Do cortisone shots help with rotator cuff tears?
Cortisone shots can give you short-term pain relief. They will not heal the tear, and they have no clear, proven benefit in the long run.
Cortisone shots have some potential detrimental effects on the tendon and bone, and newer evidence suggests that the more cortisone shots you have the more likely you are to have a problem from surgery, such as an infection.
If a patient is having difficulty with therapy and it’s a struggle to get through the exercises, or if they’re being awakened at night, one cortisone shot may be used. The first shot gives you the best pain relief and subsequent shots give diminishing returns. I use cortisone shots much more sparingly than I did even a decade ago.
What about platelet-rich plasma and stem cells?
There isn’t compelling evidence that we can reverse the process of tendon breakdown, although there is some growing evidence that they can be helpful in other ways such as reducing inflammation. We’re still working out the details of which biologics to use.
Stem cells are not working as anticipated in this type of shoulder problem. Stem cells tried in rotator cuff issues seem to be morphing to the environment in the shoulder, which is one of breakdown, rather than changing the environment to one of building up. However, platelet-rich plasma is showing some promise in improving pain. Studies are ongoing on stem cells, platelet-rich plasma, and other biologics treatments.
Do torn rotator cuffs heal enough to allow for weight training?

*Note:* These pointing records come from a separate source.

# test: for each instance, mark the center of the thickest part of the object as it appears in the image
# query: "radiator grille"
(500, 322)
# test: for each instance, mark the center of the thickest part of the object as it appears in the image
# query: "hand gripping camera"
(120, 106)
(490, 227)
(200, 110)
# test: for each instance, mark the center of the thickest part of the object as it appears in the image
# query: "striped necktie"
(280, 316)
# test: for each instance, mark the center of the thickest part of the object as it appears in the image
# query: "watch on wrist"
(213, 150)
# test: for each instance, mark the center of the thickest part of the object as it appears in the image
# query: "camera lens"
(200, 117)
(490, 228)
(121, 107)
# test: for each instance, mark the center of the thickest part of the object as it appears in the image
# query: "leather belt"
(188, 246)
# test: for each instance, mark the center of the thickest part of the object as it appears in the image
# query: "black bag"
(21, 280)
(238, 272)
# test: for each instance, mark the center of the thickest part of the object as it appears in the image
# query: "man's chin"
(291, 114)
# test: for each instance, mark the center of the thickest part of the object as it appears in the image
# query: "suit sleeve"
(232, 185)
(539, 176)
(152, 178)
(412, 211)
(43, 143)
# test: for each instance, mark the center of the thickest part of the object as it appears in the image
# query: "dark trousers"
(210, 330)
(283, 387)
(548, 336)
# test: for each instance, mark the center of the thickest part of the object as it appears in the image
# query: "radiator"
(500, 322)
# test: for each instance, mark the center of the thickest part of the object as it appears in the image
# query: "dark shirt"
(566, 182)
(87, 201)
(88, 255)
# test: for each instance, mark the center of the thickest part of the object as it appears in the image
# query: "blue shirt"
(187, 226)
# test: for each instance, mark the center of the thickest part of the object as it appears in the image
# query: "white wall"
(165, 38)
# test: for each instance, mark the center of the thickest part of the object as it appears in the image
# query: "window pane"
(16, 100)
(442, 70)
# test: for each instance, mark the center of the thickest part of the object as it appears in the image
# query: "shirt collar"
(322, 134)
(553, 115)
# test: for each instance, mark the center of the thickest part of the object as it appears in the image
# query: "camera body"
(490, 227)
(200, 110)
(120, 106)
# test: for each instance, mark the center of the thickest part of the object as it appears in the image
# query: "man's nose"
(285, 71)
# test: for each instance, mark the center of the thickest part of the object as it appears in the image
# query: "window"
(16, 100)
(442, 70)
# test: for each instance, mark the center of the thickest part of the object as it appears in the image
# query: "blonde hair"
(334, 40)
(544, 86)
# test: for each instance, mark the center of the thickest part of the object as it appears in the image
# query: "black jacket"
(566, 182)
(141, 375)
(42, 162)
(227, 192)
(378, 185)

Unless you have surgery, your rotator cuff will never heal. Physical therapy doesn’t help the tear heal itself. Instead, therapy alters the mechanics of your shoulder and optimizes the function of the other muscles in your shoulder that do the same job as the rotator cuff to get you a pain-free and fully functional shoulder. There is an enormous amount of overlapping function between the most commonly torn rotator cuff muscles and other muscles in your shoulder. There’s four muscles and tendons, and because of the overlapping function you can tear one and half to two of them and still have good function as the remaining muscles do the jobs of all four.
Part of why people develop pain and why sometimes need surgery depends on which muscles are torn, where they’re torn, and how the other muscles are responding. We treat traumatic tears, where your shoulder goes from very good to very bad very quickly, with surgery because those shoulders have not had the time to gradually compensate for the torn tendon. Whereas if you have a tear that builds up over time, it’s like fabric fraying from a thin spot into a hole over time, and there’s enough delay for your shoulder to compensate. Other muscles can take up some of the function that the torn one typically does and your shoulder will work normally. If you can have normal function, there’s no reason to fix the rotator cuff with surgery.
What is the typical recovery time after a rotator cuff surgery?
Most people feel like they have improved function and diminished pain in the first three months after their surgery and feel fully recovered around 6 months. If we do careful testing, as in research studies, we see improvements in your shoulder for up to 12 months afterwards.